Écrire Un avocat défenseur des droits humains incarcéré en Crimée

Emil Kourbedinov, éminent avocat spécialisé dans la défense des droits humains, a été condamné le 26 janvier à 10 jours de détention administrative, à cause de son travail en faveur des droits humains. Il doit être libéré immédiatement.

Le 26 janvier, l’éminent avocat spécialisé dans la défense des droits humains, Emil Kourbedinov, a été condamné à 10 jours de « détention administrative » par le tribunal du quartier de Jéleznodorojny, à Simferopol, la capitale de la Crimée. Il est actuellement incarcéré dans un centre de détention provisoire de cette ville. Depuis l’occupation et l’annexion de la péninsule par la Russie en février/mars 2014, les Tatars de Crimée sont la communauté la plus durement touchée par la forte répression des voix dissidentes qui s’en est suivie. Emil Kourbedinov attire l’attention de la communauté internationale sur les violations des droits humains commises en Crimée, et défend en justice les Tatars pris pour cible par les autorités russes et de facto.

Le 26 janvier, Emil Kourbedinov et un collègue se rendaient chez un militant tatar, dont le domicile faisait l’objet d’une perquisition par les forces de l’ordre. Leur véhicule a été intercepté par la police de la circulation et, peu de temps après, plusieurs hommes en civil, portant un masque et affirmant être policiers, sont arrivés sur les lieux et ont arrêté l’avocat. Le même jour, des agents armés et masqués du ministère russe de l’Intérieur ont fouillé son domicile et son bureau, confisquant du matériel contenant des informations protégées par la confidentialité des échanges entre l’avocat et son client. La mère et les jeunes enfants d’Emil Kourbedinov étaient à la maison à ce moment-là.
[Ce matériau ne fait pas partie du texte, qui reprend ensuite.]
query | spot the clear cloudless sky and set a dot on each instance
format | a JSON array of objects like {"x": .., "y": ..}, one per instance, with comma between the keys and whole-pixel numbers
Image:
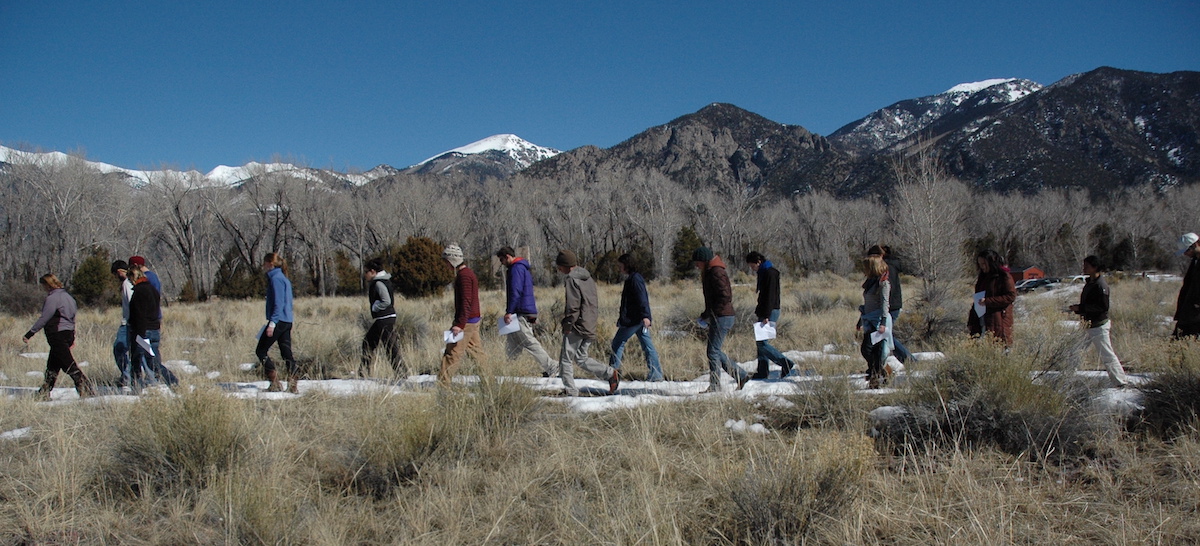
[{"x": 354, "y": 84}]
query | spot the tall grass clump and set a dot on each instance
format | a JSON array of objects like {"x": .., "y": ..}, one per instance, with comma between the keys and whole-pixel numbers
[
  {"x": 981, "y": 397},
  {"x": 781, "y": 497},
  {"x": 175, "y": 443}
]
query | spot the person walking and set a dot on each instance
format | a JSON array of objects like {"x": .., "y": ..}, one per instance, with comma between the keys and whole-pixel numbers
[
  {"x": 1093, "y": 307},
  {"x": 381, "y": 297},
  {"x": 58, "y": 322},
  {"x": 874, "y": 319},
  {"x": 999, "y": 294},
  {"x": 121, "y": 342},
  {"x": 1187, "y": 305},
  {"x": 895, "y": 300},
  {"x": 718, "y": 317},
  {"x": 767, "y": 311},
  {"x": 522, "y": 306},
  {"x": 581, "y": 310},
  {"x": 145, "y": 324},
  {"x": 279, "y": 324},
  {"x": 466, "y": 316},
  {"x": 635, "y": 319}
]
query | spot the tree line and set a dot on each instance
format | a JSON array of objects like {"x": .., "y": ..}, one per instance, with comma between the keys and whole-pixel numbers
[{"x": 207, "y": 239}]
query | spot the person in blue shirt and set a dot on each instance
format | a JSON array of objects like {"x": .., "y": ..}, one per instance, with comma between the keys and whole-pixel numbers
[
  {"x": 635, "y": 319},
  {"x": 279, "y": 324}
]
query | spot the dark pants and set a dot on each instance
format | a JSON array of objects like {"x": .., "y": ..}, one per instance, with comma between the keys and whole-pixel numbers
[
  {"x": 283, "y": 335},
  {"x": 60, "y": 360},
  {"x": 382, "y": 331}
]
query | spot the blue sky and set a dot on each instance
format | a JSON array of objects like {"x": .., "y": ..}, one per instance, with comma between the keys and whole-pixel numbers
[{"x": 354, "y": 84}]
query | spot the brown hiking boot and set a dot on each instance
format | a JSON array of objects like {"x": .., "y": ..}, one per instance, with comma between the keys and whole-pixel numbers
[{"x": 274, "y": 377}]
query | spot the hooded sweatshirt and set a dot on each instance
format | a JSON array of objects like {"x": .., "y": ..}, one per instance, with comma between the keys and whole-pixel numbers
[{"x": 582, "y": 304}]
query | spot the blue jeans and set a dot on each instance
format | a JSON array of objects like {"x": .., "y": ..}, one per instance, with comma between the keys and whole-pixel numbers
[
  {"x": 769, "y": 353},
  {"x": 898, "y": 348},
  {"x": 142, "y": 360},
  {"x": 717, "y": 358},
  {"x": 643, "y": 337},
  {"x": 121, "y": 354}
]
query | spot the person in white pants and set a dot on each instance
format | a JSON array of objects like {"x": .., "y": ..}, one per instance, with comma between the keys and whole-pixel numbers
[{"x": 1093, "y": 307}]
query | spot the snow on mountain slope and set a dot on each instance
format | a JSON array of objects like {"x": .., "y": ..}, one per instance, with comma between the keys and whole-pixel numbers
[{"x": 519, "y": 149}]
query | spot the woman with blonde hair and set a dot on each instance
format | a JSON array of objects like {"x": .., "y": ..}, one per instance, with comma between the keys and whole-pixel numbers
[
  {"x": 58, "y": 322},
  {"x": 279, "y": 324},
  {"x": 874, "y": 319}
]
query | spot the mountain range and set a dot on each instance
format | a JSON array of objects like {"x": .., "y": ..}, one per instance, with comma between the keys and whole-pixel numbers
[{"x": 1103, "y": 130}]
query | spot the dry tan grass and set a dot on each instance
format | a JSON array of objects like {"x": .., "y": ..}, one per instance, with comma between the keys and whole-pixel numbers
[{"x": 498, "y": 465}]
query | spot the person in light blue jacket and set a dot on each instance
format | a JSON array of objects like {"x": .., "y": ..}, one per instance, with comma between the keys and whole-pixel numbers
[{"x": 279, "y": 324}]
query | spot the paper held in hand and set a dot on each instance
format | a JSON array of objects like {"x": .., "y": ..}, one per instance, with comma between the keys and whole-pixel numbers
[
  {"x": 763, "y": 333},
  {"x": 979, "y": 309},
  {"x": 505, "y": 329},
  {"x": 144, "y": 345}
]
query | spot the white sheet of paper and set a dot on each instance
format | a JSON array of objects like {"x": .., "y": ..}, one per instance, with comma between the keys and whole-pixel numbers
[
  {"x": 979, "y": 309},
  {"x": 144, "y": 345},
  {"x": 763, "y": 333},
  {"x": 505, "y": 329}
]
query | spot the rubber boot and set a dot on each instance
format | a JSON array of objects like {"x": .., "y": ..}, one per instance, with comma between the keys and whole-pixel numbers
[
  {"x": 48, "y": 381},
  {"x": 274, "y": 377}
]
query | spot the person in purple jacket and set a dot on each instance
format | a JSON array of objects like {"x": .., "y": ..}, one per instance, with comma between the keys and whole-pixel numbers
[
  {"x": 58, "y": 322},
  {"x": 522, "y": 307}
]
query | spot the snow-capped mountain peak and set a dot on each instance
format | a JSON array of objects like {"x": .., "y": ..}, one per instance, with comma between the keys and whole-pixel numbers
[{"x": 519, "y": 149}]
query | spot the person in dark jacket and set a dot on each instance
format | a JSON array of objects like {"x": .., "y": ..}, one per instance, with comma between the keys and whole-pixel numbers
[
  {"x": 279, "y": 324},
  {"x": 1093, "y": 307},
  {"x": 635, "y": 319},
  {"x": 58, "y": 323},
  {"x": 522, "y": 307},
  {"x": 767, "y": 311},
  {"x": 1187, "y": 305},
  {"x": 381, "y": 297},
  {"x": 466, "y": 316},
  {"x": 145, "y": 331},
  {"x": 581, "y": 310},
  {"x": 895, "y": 300},
  {"x": 874, "y": 318},
  {"x": 718, "y": 316},
  {"x": 1000, "y": 293}
]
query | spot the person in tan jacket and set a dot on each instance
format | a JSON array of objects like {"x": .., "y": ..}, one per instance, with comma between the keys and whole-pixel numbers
[{"x": 580, "y": 317}]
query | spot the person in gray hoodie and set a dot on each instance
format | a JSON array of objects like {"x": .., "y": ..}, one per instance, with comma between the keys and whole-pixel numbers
[
  {"x": 580, "y": 317},
  {"x": 383, "y": 317},
  {"x": 58, "y": 321}
]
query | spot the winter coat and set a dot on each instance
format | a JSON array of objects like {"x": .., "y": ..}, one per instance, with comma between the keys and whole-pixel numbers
[
  {"x": 1187, "y": 306},
  {"x": 58, "y": 313},
  {"x": 1093, "y": 301},
  {"x": 279, "y": 297},
  {"x": 768, "y": 291},
  {"x": 718, "y": 293},
  {"x": 635, "y": 303},
  {"x": 381, "y": 293},
  {"x": 520, "y": 289},
  {"x": 144, "y": 309},
  {"x": 1000, "y": 293},
  {"x": 466, "y": 298},
  {"x": 582, "y": 306}
]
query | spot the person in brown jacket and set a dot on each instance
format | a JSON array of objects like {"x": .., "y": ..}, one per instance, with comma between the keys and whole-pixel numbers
[
  {"x": 466, "y": 316},
  {"x": 718, "y": 317},
  {"x": 1000, "y": 293},
  {"x": 580, "y": 317}
]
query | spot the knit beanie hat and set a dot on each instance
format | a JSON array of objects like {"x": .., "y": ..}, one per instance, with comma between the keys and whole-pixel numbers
[
  {"x": 567, "y": 259},
  {"x": 453, "y": 253}
]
Dans l’après-midi du 26 janvier, Emil Kourbedinov a été présenté devant un tribunal et déclaré coupable au titre de l’article 20.3 du Code russe des infractions administratives (propagande et manifestation publique de symboles nazis et extrémistes). Le chef d’inculpation retenu contre lui est lié à une publication sur les réseaux sociaux où l’avocat a partagé une vidéo d’une réunion avec l’organisation musulmane Hizb ut-Tahrir en Crimée. En Russie, Hizb ut-Tahrir figure sur la liste officielle des « organisations terroristes ». Cependant, la vidéo a été partagée le 5 juin 2013, avant l’occupation et l’annexion de la Crimée. L’organisation Hizb ut-Tahrir n’est pas interdite au regard du droit ukrainien, et la réunion de ses membres qui a été filmée était pacifique. Depuis l’annexion de la Crimée et au mépris du droit international humanitaire, la Fédération de Russie a pleinement incorporé la péninsule et y a importé l’intégralité de sa législation, y compris ses dispositions les plus répressives.

Dans le rapport qu’elle a rendu public récemment, Ukraine : Crimea in the dark : the silencing of dissent (https://www.amnesty.org/fr/documents/EUR50/5330/2016/en/), Amnesty International met en évidence la répression implacable dont sont victimes les voix dissidentes en Crimée depuis l’occupation et l’annexion de la péninsule par la Russie en février/mars 2014. Les dirigeants et militants de la communauté tatare de Crimée sont le groupe d’opposition le mieux organisé et, de fait, sont devenus la principale cible des autorités russes.

Les avocats de plusieurs de ces personnes dont le cas est évoqué dans le rapport d’Amnesty International sont eux-mêmes visés par des manœuvres de harcèlement. Certains ont été menacés d’être poursuivis au pénal ou de se voir retirer leur licence professionnelle. Emil Kourbedinov est l’un d’entre eux.

Cet avocat a défendu les quatre accusés dans l’« affaire Hizb ut-Tahrir », relatée dans le rapport. C’est aussi souvent le premier avocat à arriver sur place, quand le Service fédéral de sécurité (FSB) de Russie effectue une descente et une perquisition au domicile de Tatars, mais aussi dans d’autres situations où des membres de la communauté tatare de Crimée ont besoin d’une assistance judiciaire face aux autorités russes ou criméennes de facto. Il a subi diverses menaces et d’autres formes de harcèlement de la part des autorités. Ce harcèlement dont il a été victime, son arrestation et sa détention visent à le contraindre à ne plus exercer comme avocat.